The intellectual sharing model has faculty members offering their discoveries to the world freely. Will scholars be any less motivated to do research if they think they might not strike it rich? One might first ask how many researchers have become truly wealthy and from which discoveries. Why would we want to hide information which might serve our fellow citizens of the world? Why would we not want to work with teams around the world to see those discoveries occur in this lifetime rather than risk not completing the work ourselves? How many authors would prefer to write a book which is never published to one which is published and which inspires lively debate?
The negative answer to all of these questions comes from the source of funding support for research. This determines ownership and demands a proprietary system. If we had international foundations supporting research to be shared globally, we might achieve considerable progress. If the United Nations took on a new role, that of supporting the expansion of knowledge and the sharing of information, perhaps we might change the current paradigm and make significant progress in improving our human condition.
Establishing a Hierarchy of Knowledge
Centuries before Gutenberg, a Chinese Emperor decided to make information available to all his subjects.

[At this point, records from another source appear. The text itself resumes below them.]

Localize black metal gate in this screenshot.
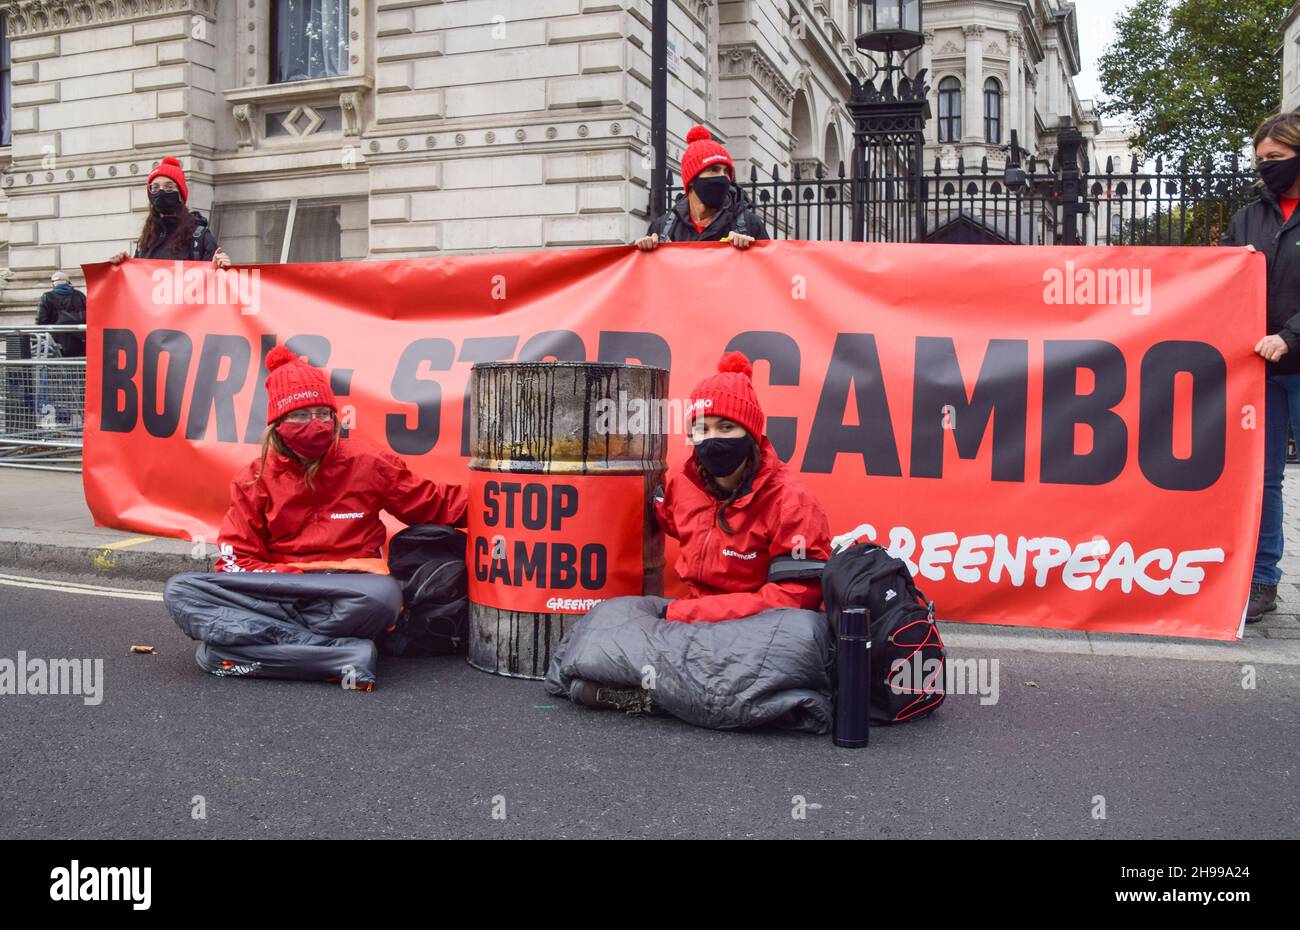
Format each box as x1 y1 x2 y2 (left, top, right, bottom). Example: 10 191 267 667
657 82 1258 248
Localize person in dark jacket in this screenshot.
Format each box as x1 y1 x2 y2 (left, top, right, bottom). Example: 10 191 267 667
36 272 86 357
108 156 230 268
1222 111 1300 622
636 126 770 251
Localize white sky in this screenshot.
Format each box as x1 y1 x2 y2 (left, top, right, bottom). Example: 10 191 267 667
1073 0 1135 104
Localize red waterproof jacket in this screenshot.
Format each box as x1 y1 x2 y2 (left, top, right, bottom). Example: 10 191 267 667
654 436 832 622
216 438 467 573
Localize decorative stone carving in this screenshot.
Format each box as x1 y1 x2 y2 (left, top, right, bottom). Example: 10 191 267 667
0 0 215 36
232 103 255 151
962 24 985 39
719 43 796 114
339 91 362 136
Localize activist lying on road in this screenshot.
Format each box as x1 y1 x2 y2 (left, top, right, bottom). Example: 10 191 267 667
162 347 467 688
1222 111 1300 623
655 351 832 622
107 155 231 269
635 126 770 251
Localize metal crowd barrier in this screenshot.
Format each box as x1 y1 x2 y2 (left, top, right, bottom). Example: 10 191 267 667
0 325 86 472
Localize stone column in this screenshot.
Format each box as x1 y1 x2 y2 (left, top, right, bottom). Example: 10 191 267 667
921 30 936 146
963 24 985 144
1008 31 1023 148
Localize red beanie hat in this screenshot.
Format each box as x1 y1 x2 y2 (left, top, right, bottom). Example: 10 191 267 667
264 346 337 422
680 125 734 194
687 351 764 439
146 156 189 203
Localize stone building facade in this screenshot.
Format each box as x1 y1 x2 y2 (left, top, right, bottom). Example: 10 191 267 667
0 0 1099 321
1284 1 1300 112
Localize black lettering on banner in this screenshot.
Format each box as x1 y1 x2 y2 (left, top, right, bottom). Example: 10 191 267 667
482 480 500 527
597 331 672 370
142 329 193 438
518 330 586 362
493 481 521 526
910 337 1028 481
552 484 578 529
185 335 252 442
515 542 546 585
522 483 547 530
387 338 454 455
1041 340 1128 485
459 336 520 456
551 543 577 589
1138 341 1226 491
487 550 510 584
726 331 800 462
473 535 489 581
802 333 902 475
242 334 279 444
244 335 332 442
100 329 139 433
581 543 607 588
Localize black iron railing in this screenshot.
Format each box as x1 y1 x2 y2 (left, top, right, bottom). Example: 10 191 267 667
659 147 1259 247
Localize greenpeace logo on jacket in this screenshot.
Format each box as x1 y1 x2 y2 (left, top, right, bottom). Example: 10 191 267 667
216 438 467 573
653 436 831 623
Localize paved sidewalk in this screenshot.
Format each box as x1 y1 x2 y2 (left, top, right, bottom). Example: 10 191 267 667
2 467 1299 663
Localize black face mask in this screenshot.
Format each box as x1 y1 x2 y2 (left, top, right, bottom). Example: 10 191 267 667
692 175 731 210
694 436 751 478
149 189 182 215
1260 155 1300 198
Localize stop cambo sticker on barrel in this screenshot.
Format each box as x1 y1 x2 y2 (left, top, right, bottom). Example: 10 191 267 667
467 473 647 614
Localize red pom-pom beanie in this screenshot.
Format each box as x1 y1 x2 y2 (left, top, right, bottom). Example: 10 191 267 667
146 156 189 203
680 125 734 194
264 346 337 422
688 351 764 438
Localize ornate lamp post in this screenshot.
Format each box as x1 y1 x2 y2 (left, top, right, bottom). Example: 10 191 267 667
849 0 930 242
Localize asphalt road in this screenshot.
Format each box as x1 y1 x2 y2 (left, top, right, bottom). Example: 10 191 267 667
1 573 1297 839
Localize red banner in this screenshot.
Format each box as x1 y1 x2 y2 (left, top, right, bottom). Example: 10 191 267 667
466 473 647 614
83 242 1265 640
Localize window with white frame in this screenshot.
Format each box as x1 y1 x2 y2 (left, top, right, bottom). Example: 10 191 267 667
271 0 350 84
211 197 368 263
938 77 961 143
984 77 1002 144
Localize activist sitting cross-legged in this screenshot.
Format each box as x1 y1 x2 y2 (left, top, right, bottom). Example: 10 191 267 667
545 352 836 732
635 126 770 251
107 156 230 269
1222 111 1300 623
163 347 467 689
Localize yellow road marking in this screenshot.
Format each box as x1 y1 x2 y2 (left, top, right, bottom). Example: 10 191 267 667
97 536 156 551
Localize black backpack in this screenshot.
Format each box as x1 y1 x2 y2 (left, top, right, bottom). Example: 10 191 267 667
821 543 946 724
377 525 469 657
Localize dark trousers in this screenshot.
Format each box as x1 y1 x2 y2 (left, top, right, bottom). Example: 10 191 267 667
164 571 403 688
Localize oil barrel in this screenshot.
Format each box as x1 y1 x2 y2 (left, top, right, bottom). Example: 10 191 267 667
466 361 668 678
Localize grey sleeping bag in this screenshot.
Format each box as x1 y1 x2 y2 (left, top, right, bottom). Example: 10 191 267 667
544 595 834 734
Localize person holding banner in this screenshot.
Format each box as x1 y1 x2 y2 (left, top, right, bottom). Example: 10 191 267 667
635 126 770 250
163 347 467 689
1223 111 1300 622
107 156 231 268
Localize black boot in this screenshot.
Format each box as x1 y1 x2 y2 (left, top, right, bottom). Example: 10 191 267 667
569 679 659 715
1246 582 1278 623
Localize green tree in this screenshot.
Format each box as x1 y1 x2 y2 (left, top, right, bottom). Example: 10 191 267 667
1098 0 1291 168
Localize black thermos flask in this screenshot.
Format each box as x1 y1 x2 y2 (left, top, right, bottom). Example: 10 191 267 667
833 607 871 748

He created enormous stone stelae on which were etched all the knowledge possessed at that time. The Chinese people could visit this forest of stone and rub the pertinent sections with rice paper, taking home the desired pearls of wisdom. Unfortunately, most of the people could not read. Even worse, the information contained on these great pillars was not organized and one might spend considerable time locating the appropriate bits of advice. While the search engines of today assist somewhat in navigating the incredible amounts of information available on the Internet, it can still be an enormous task to find relevant and high quality information.
It is commonly accepted that knowledge is power. If so, the organization of knowledge and the advancement of the semantic web will equate to mega-power. Teams of computer scientists and librarians are now linking libraries by the Internet and replicating the references from the card catalog. [Editor's note: This seems to be a new iteration of Vannevar Bush's As We May Think.] An incredible opportunity lies before us to undertake a massive project which would involve teams of scholars from every university around the world.
We now have the opportunity to create a new, inter-disciplinary hierarchy of knowledge which will frame the way people think and perceive problems for generations to come. We have before us the technology and the means to do what many companies are currently vying to accomplish. If scholars from around the world undertake the creation of a new hierarchy of information, they would make a truly powerful contribution to the world.
This is the biggest and most exciting challenge we face today. If we give the people of the world not only the means to access information but exciting paths of entry into its secrets, we can change the world. This could be the next major technological revolution, transforming the question of access from an economic issue to one of moral and social justice. We are capable of converting information to knowledge and knowledge to wisdom. This is indeed an exciting prospect and a worthwhile challenge.